鼻唄をならしながら、羽をパタパタさせていた。


ーーーーーーーーーーーーーーーー


虐めを軽く考えてはいけない。
不倫のラリ状態と同じように、人の痛みも苦しみも分からない。
人に批判を受けても、注意を受けても虐めは止まらないのだ。
停まるとしたら、最初の虐めを停めて怒った時だけである。
一番恐いのは、人を虐めている所を無視しても、虐めは感染するのだ。無視をして停めない事に繋がる。
暴力をしだしたら、もう無駄である。
最後の最期を迎えるまで止まりはしない。
あの時停めていたらとかは言い訳で、人が酷いめを受けて終わったとしても、虐めは終わらない。
人の心に『虐め』が釣り針となり、深く返しで抜けないのだ。
虐めた人は後に子供や子孫に帰ってくるし、慈悲も無く最悪をもたらす事を知らないのだ。

「今日はあの子生きてたね。」

「回復魔法が有るから死なないよ。」

「あー、あの子が居るだけだ臭いよね?」

「「そうだよねー。」」

教室から笑いながら帰っていく。
既に教室に残って居るのはエイトとパリエッタ嬢と取り巻きの四人であった。
エイトは机を退かして掃除を始めた。
ノロノロと行うエイトに取り巻き達は荒ぶった。
パリエッタ嬢は無視をしていたが、顔は青い。
その内の一人がエイトに向かってナイフを投げつけたのだ。

「あー、当たらないわね。」

「次は私!あっ!動かないでよ!」

「うまーい、私!体に刺さったわよ。」

「次は、肩ー、胸にいっちゃた。

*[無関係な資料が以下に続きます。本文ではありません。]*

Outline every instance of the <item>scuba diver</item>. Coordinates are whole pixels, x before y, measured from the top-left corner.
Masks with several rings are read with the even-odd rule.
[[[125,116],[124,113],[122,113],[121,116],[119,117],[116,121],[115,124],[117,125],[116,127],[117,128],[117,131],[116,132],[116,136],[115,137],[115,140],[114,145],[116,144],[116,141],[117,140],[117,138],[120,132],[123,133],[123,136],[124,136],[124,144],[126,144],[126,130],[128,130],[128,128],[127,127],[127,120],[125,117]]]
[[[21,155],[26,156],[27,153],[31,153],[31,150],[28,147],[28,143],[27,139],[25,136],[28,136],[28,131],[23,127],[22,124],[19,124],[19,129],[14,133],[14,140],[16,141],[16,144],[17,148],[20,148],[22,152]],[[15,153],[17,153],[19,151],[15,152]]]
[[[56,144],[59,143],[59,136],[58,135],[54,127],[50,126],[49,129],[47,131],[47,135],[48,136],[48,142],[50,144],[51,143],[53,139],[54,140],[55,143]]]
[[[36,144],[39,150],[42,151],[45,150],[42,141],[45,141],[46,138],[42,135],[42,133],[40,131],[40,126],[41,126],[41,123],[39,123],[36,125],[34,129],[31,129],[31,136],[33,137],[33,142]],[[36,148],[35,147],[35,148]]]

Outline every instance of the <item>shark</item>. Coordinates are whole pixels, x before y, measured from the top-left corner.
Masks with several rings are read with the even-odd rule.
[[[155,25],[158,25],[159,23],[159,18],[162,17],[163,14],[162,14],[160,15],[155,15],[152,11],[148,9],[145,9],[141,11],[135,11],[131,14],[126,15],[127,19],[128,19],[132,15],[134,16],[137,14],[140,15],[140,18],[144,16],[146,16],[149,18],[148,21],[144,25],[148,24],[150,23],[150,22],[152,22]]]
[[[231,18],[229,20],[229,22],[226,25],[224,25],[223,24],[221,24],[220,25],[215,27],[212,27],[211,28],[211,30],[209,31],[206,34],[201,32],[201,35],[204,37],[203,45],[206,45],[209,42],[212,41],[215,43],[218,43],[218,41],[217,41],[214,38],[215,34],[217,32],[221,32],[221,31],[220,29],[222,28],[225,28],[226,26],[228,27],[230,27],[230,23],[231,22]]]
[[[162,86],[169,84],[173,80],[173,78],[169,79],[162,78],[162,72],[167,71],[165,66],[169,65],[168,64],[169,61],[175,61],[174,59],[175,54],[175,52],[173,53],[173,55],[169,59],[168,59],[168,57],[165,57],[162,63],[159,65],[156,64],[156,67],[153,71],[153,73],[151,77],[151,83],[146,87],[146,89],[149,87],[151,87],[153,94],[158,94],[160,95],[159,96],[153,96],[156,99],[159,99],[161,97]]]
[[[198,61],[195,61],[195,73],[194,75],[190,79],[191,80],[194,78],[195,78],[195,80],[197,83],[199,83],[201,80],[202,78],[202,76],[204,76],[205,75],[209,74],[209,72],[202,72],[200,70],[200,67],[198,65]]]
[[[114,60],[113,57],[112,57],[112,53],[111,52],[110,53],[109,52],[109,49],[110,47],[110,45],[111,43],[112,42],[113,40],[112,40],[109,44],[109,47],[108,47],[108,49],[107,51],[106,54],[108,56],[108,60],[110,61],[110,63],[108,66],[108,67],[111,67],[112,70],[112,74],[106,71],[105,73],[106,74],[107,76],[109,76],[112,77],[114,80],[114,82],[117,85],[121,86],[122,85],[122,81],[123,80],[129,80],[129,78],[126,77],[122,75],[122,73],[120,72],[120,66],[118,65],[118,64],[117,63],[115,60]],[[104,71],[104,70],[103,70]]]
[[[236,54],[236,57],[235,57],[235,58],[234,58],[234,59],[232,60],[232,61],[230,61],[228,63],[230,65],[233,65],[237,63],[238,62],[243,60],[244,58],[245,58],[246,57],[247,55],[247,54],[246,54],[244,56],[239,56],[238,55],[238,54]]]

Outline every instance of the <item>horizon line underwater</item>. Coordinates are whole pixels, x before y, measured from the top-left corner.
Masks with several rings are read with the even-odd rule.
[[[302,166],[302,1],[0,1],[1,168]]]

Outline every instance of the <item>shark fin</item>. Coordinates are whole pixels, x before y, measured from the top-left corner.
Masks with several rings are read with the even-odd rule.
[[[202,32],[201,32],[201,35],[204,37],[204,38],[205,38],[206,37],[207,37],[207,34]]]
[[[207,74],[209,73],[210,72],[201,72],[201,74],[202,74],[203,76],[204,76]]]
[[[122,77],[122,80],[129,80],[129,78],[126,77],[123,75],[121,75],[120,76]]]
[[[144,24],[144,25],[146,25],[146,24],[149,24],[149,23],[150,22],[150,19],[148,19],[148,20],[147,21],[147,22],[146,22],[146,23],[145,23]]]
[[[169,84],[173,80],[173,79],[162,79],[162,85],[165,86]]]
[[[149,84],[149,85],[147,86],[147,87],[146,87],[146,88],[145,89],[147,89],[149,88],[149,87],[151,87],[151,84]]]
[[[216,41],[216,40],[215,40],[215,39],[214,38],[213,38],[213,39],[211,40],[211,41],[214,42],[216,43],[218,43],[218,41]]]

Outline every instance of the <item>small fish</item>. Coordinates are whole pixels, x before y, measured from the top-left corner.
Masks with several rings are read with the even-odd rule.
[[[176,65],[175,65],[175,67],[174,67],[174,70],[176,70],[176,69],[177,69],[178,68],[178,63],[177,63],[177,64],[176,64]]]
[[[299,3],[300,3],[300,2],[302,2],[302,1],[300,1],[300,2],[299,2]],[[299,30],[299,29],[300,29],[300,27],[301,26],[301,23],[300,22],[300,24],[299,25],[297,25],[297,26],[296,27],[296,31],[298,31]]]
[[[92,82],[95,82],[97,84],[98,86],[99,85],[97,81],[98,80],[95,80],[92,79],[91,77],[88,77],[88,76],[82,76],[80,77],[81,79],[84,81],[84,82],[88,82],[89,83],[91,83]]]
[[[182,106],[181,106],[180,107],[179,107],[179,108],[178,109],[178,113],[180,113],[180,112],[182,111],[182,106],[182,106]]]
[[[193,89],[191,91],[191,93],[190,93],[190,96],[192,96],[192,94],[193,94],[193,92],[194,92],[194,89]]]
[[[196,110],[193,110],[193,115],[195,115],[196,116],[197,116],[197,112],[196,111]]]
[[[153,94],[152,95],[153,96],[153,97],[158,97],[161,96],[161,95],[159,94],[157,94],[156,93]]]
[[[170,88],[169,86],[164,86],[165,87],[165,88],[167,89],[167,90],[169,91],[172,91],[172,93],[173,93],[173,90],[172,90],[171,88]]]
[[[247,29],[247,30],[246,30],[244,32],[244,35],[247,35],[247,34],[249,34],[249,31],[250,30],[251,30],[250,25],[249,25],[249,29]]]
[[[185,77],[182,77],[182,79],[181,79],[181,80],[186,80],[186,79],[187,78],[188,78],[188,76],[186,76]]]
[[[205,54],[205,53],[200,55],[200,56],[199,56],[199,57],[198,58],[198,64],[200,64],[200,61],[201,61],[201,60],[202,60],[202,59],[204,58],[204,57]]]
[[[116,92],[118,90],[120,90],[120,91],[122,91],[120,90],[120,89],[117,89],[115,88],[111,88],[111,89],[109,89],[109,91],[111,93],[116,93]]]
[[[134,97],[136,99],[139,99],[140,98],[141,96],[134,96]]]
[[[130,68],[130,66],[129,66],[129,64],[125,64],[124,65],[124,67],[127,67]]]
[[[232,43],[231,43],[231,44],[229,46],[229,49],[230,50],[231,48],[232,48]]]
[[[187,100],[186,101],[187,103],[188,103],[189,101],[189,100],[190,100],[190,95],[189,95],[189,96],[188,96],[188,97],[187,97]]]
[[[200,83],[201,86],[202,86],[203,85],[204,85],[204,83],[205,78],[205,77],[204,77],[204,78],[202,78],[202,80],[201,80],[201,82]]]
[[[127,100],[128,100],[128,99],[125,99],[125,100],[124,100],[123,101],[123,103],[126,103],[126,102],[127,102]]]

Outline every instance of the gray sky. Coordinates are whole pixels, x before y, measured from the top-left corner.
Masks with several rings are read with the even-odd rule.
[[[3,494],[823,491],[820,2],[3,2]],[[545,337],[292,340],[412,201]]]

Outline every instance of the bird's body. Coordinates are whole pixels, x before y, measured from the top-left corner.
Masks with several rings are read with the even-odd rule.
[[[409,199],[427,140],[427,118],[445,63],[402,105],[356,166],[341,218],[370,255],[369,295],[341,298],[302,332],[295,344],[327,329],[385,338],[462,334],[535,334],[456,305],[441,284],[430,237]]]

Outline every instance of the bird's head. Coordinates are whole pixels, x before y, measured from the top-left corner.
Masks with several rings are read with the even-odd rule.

」

辛辣にもエイトを心配する事もなく、的当てを楽しんでいる。
子供も大人も関係なく、『虐め』とは認識はしていない。
それは日常として、当たり前の事をする。
人がどうなろうとは思ってもいない。
彼女達は人を助け、人に優しく、人を愛するの精神はあるのだ。
ただ、エイトには通用していないのだが、それが悪い事の認識がずれているのだ。

エイトの体に十数本のナイフが刺さり、血の臭いが鼻についた。
パリエッタ嬢はおもむろに席を立ち、帰っていく。

「「「あぁ、私も帰ります!」」」

と後に続いた。
エイトは後片付けをしだした。
自分の体からナイフを抜き、回復魔法をかける。ナイフをタオルの上に全て乗せて、床の血溜まりを拭き取る。
そして教室の掃除をして、ナイフを磨いて其々の机の上に置いてから帰る。
当然、寮の入口は閉まり入れない。
人に見つからない様にして、眠りについた。